Artist Statement

My work is based on my experience as a woman including the limitations and expectations society places on them. The primary themes are the objectification of women and the idea of women’s domesticity.

My work leans into my German cultural heritage, how I was raised and influenced by the women in my family who taught me knitting, sewing, crochet and many other forms of women’s work. My family frequently traveled to Germany where I was introduced to art in museums, churches, and quaint villages, and local crafts such as woodworking, decorative painting, and ceramics. The women in my world wore aprons and cooked dinner from scratch which was served on a punctual schedule. They were smart and capable and taught me I could do anything I set my mind to, but my house should always be clean and my clothes ironed.

My world has been a combination of patriarchy and feminism. I’ve held traditional female roles but also worked as a welder and police officer.  I explore this contrast in my practice, whether it’s an object, such as my sculpture based on clothing, needlework, and historical ceramics, or paintings with references to patterns found in domestic spaces such as on ceramics and textiles. 

My ceramic sculptures take the form of garments. These work as portraits with no face, layered in meaning, symbols of both objectification and power, personal and impersonal. Women use undergarments to reclaim their power, from bra burning, to underwear selfies looking for validation. Handkerchiefs have a history as a woman’s object, used as a token of love, to convey secret messages, included in dowries, and with the dawn of screen printing, used as propaganda. Dresses convey beauty, status, and expression. So much meaning is tied to what we wear and what we own. Creating these garments in ceramic references the domesticity of the medium, and women’s “place” while the forms have replaced the body or the woman as the subject.

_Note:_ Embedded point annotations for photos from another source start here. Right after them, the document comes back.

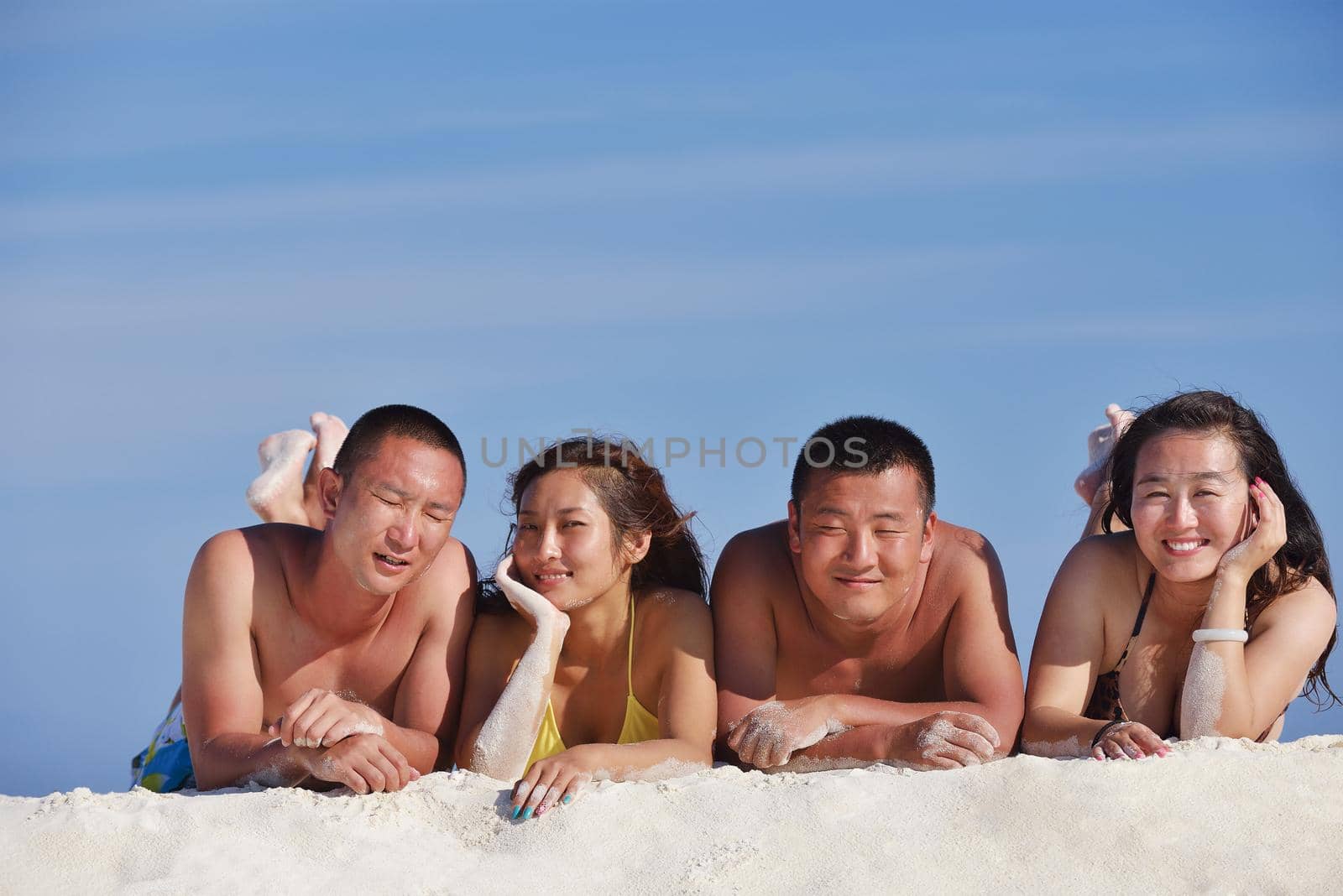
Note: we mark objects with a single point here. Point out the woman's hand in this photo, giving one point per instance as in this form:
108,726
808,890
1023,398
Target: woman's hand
530,604
555,781
1130,741
1266,534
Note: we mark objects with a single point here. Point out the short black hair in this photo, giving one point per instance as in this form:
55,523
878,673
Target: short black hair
865,445
407,421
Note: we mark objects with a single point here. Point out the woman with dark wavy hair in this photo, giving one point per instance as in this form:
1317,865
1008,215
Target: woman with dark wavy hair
593,654
1206,616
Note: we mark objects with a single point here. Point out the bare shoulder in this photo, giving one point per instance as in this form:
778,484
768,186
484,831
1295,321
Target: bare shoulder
1112,558
673,611
755,561
960,544
253,555
503,635
447,581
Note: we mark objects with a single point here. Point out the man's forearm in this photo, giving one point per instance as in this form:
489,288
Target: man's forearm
237,759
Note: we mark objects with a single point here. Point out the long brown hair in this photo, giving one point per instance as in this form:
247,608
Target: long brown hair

My paintings explore my memories as a woman, wife, and mother. I think of how rediscovering a bowl my son used when he was young triggers a flood of memories. The patterns found in the home on items such as plates or tablecloths mingle with images of my family and myself.  These domestic objects are intimately tied to my experience. This is the feeling I capture in my paintings.

My work is rooted in domesticity, a “fitting” place for me and women in general. The more personal the stories I tell, the more universal they feel. We have been “appeased” with gifts of fine china, tchotchkes, vases, and more, which I reference in my work. My experience is not unique. I re-imagine these objects and women’s garments to invite the viewer into conversation.